Givens has said that, shortly after leaving Harvard pre-med graduate courses (which she had entered with the plan of becoming a surgeon) for Hollywood, that her ambition focused on becoming the first black woman to write, direct and act in a major film.
She's accomplished one-third of that ambition, in spite of few opportunities for black women in the film industry, and, according to Givens, the remaining credits may soon come through various projects her production company, Never Blue, is negotiating. But opportunities for black actresses are scarce.
"The NAACP (Image Awards) recently cancelled their 'best (black) actress" nomination because they had nobody to nominate," she says angrily. "I think it's pitiful that there's Winona Ryder and Julia Roberts and Michelle Pfeiffer and Glenn Close and Meryl Streep, I couldn't possibly name them all, and not one black star in 1991!" She added that if "A Rage in Harlem," which opens Friday, "makes a lot of money, it could open the doors to a lot of black actors." If not, "we're back to square one.
"Let me say this about my being strong-willed. I think people don't know me. This movie has given me the opportunity to be honest about certain things, about my life," Givens says. "When things seem a little bit OK then you can be honest about when time wasn't OK.

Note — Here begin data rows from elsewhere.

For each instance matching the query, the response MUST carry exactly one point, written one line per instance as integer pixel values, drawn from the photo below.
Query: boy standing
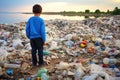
(35, 31)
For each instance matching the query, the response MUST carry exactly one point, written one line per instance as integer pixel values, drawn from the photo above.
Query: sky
(58, 5)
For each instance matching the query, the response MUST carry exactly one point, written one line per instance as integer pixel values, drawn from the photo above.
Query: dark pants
(37, 45)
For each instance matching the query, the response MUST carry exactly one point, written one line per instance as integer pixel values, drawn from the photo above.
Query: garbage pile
(75, 50)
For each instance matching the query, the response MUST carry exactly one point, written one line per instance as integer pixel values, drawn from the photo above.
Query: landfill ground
(74, 50)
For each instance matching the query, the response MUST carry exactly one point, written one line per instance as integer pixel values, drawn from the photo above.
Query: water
(11, 18)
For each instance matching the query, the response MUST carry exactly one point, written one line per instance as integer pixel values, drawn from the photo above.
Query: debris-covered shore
(75, 50)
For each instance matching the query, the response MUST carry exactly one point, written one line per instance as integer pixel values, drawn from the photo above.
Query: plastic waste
(6, 65)
(9, 71)
(69, 43)
(63, 65)
(97, 43)
(107, 61)
(91, 77)
(41, 71)
(78, 74)
(46, 52)
(17, 44)
(1, 72)
(53, 45)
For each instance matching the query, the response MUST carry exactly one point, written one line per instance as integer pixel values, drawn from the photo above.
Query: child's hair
(37, 9)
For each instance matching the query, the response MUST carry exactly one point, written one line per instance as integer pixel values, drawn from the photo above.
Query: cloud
(117, 1)
(68, 6)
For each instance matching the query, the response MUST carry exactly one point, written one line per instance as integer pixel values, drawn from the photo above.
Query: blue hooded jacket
(35, 28)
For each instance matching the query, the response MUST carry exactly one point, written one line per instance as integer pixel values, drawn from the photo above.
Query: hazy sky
(57, 5)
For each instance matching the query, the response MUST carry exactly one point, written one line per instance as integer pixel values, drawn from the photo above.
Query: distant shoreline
(70, 14)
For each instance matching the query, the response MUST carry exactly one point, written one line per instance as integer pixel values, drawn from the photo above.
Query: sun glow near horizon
(64, 6)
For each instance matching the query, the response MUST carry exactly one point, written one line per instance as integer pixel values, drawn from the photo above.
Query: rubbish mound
(75, 50)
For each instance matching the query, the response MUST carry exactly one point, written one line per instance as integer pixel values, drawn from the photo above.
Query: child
(35, 31)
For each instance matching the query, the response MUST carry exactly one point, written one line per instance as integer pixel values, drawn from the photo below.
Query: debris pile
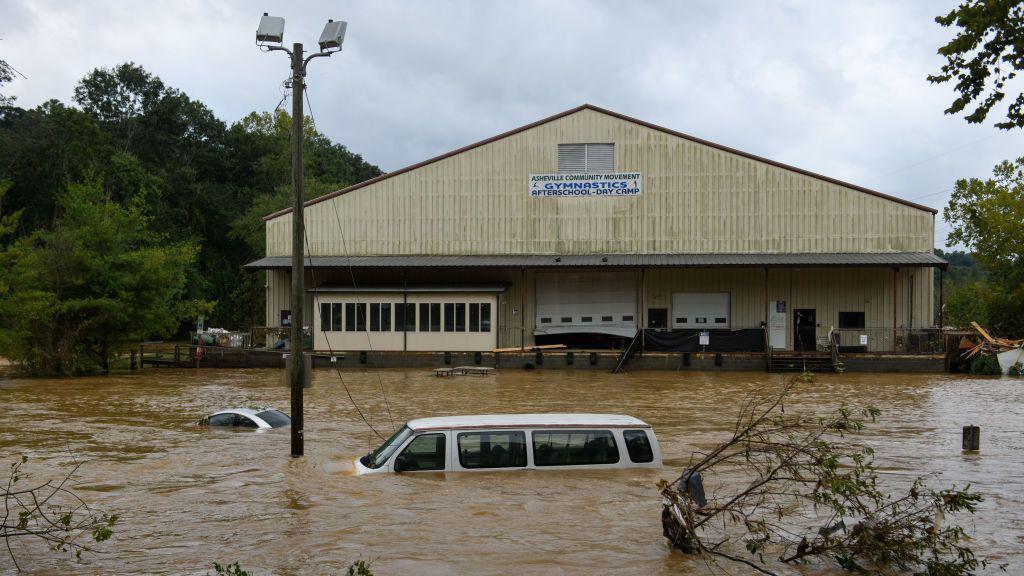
(1009, 354)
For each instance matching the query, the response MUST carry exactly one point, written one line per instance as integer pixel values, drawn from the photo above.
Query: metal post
(298, 271)
(895, 272)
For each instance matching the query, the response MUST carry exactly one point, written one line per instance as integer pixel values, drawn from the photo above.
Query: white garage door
(700, 310)
(603, 302)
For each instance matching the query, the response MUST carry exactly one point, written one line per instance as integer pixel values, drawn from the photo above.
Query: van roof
(526, 421)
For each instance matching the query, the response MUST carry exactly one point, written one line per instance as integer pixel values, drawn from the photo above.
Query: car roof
(526, 421)
(243, 411)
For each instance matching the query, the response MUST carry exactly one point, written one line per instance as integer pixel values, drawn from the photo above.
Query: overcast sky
(834, 87)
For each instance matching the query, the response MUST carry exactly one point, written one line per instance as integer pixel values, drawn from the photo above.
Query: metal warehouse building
(589, 225)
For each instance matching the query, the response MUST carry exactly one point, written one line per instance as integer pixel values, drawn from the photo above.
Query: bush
(986, 366)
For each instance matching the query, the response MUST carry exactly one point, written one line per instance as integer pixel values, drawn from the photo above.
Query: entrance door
(804, 329)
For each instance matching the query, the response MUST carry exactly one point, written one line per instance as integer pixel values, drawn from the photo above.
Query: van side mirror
(400, 463)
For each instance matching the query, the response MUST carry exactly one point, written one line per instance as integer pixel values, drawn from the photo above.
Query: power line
(351, 273)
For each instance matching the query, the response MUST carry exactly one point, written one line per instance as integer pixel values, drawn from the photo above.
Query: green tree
(985, 55)
(82, 291)
(987, 216)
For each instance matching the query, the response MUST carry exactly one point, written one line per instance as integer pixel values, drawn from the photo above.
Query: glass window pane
(570, 448)
(435, 318)
(493, 450)
(450, 318)
(426, 452)
(360, 317)
(424, 317)
(375, 318)
(350, 317)
(336, 318)
(638, 445)
(485, 317)
(460, 318)
(325, 317)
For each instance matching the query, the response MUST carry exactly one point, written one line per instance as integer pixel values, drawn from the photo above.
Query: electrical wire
(341, 377)
(351, 273)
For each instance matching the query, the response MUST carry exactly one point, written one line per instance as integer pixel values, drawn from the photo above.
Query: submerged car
(248, 418)
(507, 442)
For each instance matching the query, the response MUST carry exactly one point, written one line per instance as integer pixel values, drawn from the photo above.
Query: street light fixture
(269, 33)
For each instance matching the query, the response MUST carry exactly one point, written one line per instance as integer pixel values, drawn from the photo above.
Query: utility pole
(298, 243)
(271, 31)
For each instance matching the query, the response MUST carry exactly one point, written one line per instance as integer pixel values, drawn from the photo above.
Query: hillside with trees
(137, 169)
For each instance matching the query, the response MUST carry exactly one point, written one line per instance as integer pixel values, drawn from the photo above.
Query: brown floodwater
(189, 496)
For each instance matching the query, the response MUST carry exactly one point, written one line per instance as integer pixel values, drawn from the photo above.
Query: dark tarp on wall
(749, 339)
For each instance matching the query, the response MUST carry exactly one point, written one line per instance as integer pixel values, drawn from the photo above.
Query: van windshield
(378, 457)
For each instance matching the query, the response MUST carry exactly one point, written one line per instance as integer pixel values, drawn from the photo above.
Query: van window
(426, 452)
(638, 445)
(568, 448)
(493, 450)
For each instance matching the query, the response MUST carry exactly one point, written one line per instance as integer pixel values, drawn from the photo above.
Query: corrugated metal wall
(695, 199)
(828, 291)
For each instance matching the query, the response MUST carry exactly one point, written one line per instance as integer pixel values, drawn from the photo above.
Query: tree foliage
(80, 292)
(987, 216)
(799, 489)
(50, 512)
(197, 180)
(985, 55)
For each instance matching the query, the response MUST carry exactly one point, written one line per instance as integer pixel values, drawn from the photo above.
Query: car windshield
(378, 457)
(275, 418)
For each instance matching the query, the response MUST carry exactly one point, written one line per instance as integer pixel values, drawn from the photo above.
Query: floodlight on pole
(271, 31)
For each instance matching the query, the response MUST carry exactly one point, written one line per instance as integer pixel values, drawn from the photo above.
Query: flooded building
(588, 227)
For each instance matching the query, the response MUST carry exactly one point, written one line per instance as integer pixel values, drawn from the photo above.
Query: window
(245, 422)
(275, 418)
(350, 317)
(221, 420)
(380, 317)
(426, 452)
(638, 445)
(336, 318)
(485, 317)
(851, 320)
(567, 448)
(450, 317)
(404, 318)
(355, 317)
(435, 318)
(375, 318)
(493, 450)
(460, 318)
(586, 158)
(424, 317)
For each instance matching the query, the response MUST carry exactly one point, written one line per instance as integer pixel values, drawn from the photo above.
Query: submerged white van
(509, 442)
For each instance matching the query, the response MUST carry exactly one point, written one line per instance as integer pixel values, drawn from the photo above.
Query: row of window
(585, 319)
(507, 449)
(433, 317)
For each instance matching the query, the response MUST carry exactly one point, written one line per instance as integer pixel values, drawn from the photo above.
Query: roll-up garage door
(602, 302)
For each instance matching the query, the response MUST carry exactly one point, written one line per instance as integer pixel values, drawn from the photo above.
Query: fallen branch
(807, 493)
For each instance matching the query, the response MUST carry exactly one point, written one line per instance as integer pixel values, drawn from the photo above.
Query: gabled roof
(621, 117)
(864, 259)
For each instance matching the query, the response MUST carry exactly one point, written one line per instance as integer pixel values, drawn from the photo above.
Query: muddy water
(190, 496)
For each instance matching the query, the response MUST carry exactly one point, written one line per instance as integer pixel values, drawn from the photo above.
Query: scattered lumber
(529, 348)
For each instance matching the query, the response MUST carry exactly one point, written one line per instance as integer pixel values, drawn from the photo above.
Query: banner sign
(569, 186)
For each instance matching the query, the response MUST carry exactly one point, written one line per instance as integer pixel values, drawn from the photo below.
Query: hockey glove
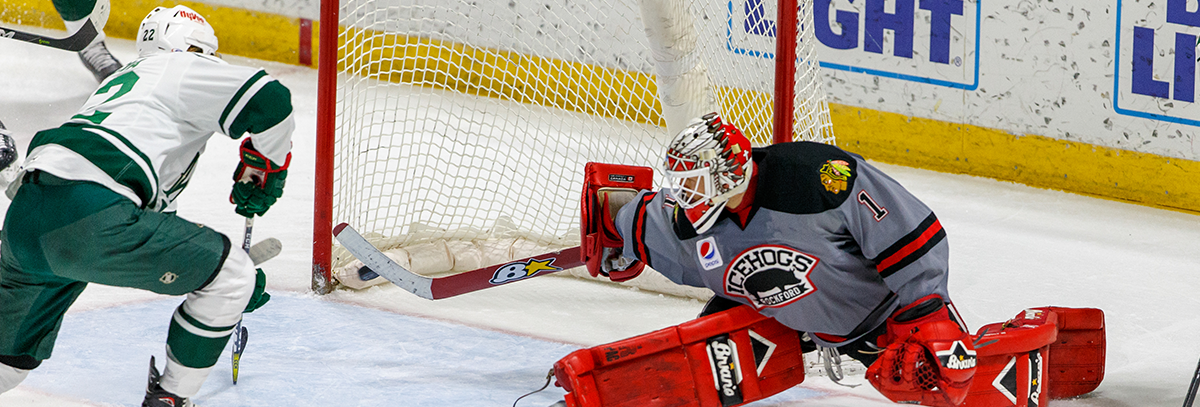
(929, 358)
(606, 189)
(258, 183)
(259, 297)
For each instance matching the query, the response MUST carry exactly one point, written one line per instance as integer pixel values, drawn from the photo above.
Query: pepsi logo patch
(621, 178)
(706, 251)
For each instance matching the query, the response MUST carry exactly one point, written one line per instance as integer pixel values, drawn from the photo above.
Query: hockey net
(454, 133)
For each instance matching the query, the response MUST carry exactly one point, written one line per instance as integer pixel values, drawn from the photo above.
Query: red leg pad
(726, 359)
(1039, 354)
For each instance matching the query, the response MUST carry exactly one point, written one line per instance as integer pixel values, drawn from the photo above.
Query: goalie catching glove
(258, 183)
(929, 357)
(606, 187)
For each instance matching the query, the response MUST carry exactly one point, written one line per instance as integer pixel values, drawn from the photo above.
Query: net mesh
(471, 121)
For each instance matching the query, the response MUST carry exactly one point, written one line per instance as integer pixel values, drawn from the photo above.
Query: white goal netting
(462, 126)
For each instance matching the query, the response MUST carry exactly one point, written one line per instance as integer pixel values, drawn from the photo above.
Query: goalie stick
(435, 288)
(265, 250)
(76, 42)
(239, 333)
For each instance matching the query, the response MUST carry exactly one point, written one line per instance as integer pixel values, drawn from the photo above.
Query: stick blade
(265, 250)
(377, 262)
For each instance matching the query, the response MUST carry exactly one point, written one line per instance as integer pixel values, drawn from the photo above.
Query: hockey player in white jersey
(803, 232)
(96, 203)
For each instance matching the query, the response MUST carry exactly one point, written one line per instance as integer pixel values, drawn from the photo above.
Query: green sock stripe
(193, 351)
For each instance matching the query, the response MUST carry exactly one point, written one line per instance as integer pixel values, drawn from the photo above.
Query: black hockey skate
(159, 397)
(99, 60)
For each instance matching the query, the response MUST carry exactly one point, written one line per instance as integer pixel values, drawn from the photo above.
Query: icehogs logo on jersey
(771, 276)
(709, 257)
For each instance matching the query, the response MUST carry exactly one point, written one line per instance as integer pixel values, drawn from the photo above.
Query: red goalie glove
(603, 186)
(929, 358)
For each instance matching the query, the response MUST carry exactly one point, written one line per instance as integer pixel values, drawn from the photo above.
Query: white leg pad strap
(10, 377)
(220, 303)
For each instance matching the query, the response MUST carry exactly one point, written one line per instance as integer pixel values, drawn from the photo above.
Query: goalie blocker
(606, 187)
(738, 355)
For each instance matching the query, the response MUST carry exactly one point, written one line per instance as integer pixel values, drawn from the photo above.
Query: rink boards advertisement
(994, 88)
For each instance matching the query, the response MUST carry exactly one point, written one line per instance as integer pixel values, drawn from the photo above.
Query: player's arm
(262, 111)
(929, 357)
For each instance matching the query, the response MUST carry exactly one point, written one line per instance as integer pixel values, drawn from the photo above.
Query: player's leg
(30, 316)
(96, 57)
(33, 300)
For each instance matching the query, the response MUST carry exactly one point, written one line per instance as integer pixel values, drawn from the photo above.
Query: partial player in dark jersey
(803, 232)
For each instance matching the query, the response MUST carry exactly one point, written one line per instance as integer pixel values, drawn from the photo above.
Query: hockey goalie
(802, 240)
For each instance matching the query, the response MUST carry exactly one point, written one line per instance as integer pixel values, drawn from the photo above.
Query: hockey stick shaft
(76, 42)
(459, 283)
(1192, 390)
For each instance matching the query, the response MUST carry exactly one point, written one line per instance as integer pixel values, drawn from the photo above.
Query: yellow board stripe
(888, 137)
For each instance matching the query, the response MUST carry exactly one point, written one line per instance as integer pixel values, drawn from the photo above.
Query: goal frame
(327, 109)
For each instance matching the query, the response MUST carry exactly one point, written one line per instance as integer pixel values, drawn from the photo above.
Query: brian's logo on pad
(521, 270)
(723, 358)
(709, 257)
(771, 275)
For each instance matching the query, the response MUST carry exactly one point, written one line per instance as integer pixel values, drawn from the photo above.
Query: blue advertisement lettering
(1156, 65)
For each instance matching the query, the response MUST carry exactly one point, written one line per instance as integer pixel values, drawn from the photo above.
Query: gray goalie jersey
(142, 132)
(831, 246)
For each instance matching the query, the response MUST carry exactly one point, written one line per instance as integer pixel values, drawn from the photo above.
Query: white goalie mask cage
(706, 165)
(174, 30)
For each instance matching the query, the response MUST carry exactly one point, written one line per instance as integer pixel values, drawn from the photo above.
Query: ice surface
(1011, 247)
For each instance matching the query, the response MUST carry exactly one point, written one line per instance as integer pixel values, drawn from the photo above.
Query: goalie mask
(175, 30)
(707, 163)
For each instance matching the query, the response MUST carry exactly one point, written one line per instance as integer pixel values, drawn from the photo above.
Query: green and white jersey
(143, 130)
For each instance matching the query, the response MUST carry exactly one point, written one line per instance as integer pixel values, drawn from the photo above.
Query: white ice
(1012, 247)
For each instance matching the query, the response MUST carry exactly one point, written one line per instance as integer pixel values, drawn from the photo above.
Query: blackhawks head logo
(834, 174)
(771, 276)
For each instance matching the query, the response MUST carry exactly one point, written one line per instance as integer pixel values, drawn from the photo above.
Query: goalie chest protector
(725, 359)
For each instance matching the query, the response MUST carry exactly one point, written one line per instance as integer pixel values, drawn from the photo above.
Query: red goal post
(447, 127)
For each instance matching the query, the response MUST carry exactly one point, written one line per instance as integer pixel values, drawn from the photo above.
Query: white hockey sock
(183, 381)
(10, 377)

"I don't think the most talented actress gets a (particular) role all the time in this business," she adds. "When Bill Duke called me and said that I had gotten this role, I kind of said 'There's no reason for me to have gotten this.' Yes, I worked hard. I think I'm pretty good. I grew up Catholic, and I kind of felt like God or somebody said 'Don't think I wasn't watching. . . .' "
So, one inevitably wonders, who, really, is Robin Givens? The sincere, committed, sensitive, emotional perfectionist she says she is, or someone "cool, calculating and conniving" as People magazine quoted a friend from her days as a Sarah Lawrence undergrad.
"That's a tough one," she says. "Well, I'm definitely here and I'm an actress, and I'm a 26-year-old still trying to figure out life a little bit. I think I've kind of developed guts--I didn't have that before. I'm a person that cares about things passionately, I'm a person that has extreme principles and I will fight to make things happen. Things like making people aware that black people are people."
During the Tyson days, much was written about her mother, Ruth Roper, and Roper's influence on her life and marriage. When asked if she and her mother are still as intimate, she claims they are "incredibly close" and, as two perfectly matched tears well out of her eyes and fall down her cheeks, she adds: "I think there is so much pain you don't know. . . . It's hard to talk and I don't know why I'm talking so much about it." (Roper could not be reached for comment.)
Ten minutes later, tears cleaned up, makeup fixed, Robin Givens is posing for a photographer. She snaps orders to a fleet of attendants and settles into a languid pose. "This is a family newspaper," the photographer shouts. Givens looks down at her chest, hitches up her low decolletage and looks up, squarely at the camera, a smile of innocence suffusing her face.